Midnight – Typography

Midnight (Paramont Pictures, 1939) is a remarkable movie on many fronts. First, its cast which includes Claudet Colbert, Don Ameche, John Barrymore, Mary Astor, Hedda Hopper, Monty Woolley and more whose names are not as familiar, but whose faces abide (for instance the delicious Rex O’Malley!). Next, there is the pedigree screenwriting team of Charles Brackett and Billy Wilder, the director Michell Leisen, also responsible for the comic Easy Living and the stunning costume designs of Irene.

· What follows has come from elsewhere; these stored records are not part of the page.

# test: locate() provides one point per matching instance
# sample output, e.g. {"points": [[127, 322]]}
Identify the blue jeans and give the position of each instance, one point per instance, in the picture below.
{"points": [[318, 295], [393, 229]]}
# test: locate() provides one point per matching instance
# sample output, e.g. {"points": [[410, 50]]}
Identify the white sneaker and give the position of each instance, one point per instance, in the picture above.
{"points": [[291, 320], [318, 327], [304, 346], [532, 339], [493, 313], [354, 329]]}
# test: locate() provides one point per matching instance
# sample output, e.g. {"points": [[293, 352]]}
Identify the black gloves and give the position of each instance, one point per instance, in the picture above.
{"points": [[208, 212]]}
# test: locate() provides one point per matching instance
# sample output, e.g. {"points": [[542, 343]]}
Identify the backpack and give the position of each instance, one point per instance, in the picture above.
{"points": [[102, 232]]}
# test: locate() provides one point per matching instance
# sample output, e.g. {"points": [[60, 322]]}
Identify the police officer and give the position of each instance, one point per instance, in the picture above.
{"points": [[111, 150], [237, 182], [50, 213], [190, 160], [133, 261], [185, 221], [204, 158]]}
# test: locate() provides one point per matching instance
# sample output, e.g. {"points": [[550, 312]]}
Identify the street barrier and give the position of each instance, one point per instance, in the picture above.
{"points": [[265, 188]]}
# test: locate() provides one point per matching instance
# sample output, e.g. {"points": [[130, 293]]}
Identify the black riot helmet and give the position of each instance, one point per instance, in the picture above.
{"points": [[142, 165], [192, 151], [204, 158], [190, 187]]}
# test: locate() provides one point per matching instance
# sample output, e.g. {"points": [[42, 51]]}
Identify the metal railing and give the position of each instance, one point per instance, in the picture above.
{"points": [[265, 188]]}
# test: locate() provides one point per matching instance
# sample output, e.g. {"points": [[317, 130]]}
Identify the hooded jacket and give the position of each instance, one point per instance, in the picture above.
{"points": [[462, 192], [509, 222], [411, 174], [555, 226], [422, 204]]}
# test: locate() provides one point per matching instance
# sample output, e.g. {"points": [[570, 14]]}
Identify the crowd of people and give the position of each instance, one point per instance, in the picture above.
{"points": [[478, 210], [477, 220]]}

My first impulse was to post about the fashion of the film and still I still intend to do so. But, as I started to study further my initial seduction gave way to my long standing love of typography. So many fonts choices were made in this film it is a bit boggling; five different styles alone for the opening credits. The treatment of the film title is gorgeous with its open face cursive script for Midnight. It continues with the open face type treatment for the cast credits, but here a far more proper application. Perhaps my favorite is the “E” used for Leisen, the way is connects first the the capital “L”, but then leads the way unattached at the end. Paris, itself comes alive with its signage and all in this delightful comedy light up.

I want to thank Charlene Matthews for this recommendation. We swap films and other cultural aesthetics. She is a great Hollywood resource and book binder extraordinaire.